除了吃饭就一直牵着沈榆的手,也没进行什么过分亲密的行为。
沈榆主动,他也没继续。
这很不对劲。
实际上,谢宴州也很难形容自己此刻的情绪。
今天那种突发情况,谢宴州最怪的自己没注意,对沈榆没有任何谴责情绪。
之所以没有和沈榆讲话,是因为谢宴州产生了一种恐慌感。
明明他和沈榆现在是人人都羡慕的热恋情侣。
他却有种失去过的错觉。
这让谢宴州很不安。
他无法找到这种情绪的来源,更难以把这样的事情告知他人。
只能用沉默抵抗。
顿了顿,谢宴州沉声补上刚才的话:“可能……是后怕吧。”
“让你担心了,但我真的没事,当时不说话是有点吓到,现在已经好了。”沈榆环抱住他,脑袋搁谢宴州手臂上,“我下次会注意的,真的!”
“嗯。

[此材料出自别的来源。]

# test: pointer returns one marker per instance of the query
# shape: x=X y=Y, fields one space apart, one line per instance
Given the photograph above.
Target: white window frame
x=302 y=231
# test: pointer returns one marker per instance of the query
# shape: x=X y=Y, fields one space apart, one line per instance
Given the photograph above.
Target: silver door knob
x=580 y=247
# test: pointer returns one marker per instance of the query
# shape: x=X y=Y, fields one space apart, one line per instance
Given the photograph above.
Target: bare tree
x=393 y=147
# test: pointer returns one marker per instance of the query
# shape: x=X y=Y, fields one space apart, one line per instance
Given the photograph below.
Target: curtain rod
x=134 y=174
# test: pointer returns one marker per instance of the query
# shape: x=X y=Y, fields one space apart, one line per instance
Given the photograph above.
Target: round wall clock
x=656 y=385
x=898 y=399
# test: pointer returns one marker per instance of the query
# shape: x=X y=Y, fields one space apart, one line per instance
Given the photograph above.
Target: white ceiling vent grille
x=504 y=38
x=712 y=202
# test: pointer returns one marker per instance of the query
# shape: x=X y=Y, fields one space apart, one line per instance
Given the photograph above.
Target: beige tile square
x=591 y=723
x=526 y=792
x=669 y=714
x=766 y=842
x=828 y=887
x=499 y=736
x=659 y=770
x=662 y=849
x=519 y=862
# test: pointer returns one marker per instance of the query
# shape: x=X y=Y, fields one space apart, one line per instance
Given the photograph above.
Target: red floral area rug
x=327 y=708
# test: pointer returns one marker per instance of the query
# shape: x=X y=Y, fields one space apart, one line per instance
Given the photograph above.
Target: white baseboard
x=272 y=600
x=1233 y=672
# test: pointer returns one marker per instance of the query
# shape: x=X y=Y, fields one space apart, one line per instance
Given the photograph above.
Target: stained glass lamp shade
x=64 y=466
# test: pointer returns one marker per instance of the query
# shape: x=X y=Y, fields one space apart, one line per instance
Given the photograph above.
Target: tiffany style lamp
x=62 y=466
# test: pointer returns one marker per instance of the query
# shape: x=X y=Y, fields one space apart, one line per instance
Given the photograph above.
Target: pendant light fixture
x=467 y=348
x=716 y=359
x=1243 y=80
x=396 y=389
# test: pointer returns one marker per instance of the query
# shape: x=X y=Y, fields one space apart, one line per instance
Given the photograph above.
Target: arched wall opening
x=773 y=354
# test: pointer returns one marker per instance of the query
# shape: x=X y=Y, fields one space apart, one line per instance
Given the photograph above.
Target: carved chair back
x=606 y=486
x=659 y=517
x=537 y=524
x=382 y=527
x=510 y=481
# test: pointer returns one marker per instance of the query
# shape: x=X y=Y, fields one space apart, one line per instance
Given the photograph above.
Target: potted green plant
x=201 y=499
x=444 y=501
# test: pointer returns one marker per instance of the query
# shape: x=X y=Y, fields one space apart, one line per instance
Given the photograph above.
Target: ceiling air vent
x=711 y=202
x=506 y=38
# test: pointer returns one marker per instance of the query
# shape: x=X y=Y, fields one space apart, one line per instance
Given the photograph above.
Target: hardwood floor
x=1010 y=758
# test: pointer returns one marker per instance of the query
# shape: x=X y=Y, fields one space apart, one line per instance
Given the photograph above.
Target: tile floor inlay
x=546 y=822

”
谢宴州没再多说,亲了亲他的额头,声音温和:“睡吧,宝宝。”
他的手往下,无意识摸了摸沈榆的腿。
而后又顺着往上,收回手,将人搂在怀里。
一夜无话。
次日,沈榆醒来时,谢宴州还睡着。
青年眉头紧皱,薄唇抿成一条直线,像是做了什么不好的梦。
沈榆伸手,轻轻抚开谢宴州眉间的褶皱。
正要起身下床,谢宴州忽然睁开双眸。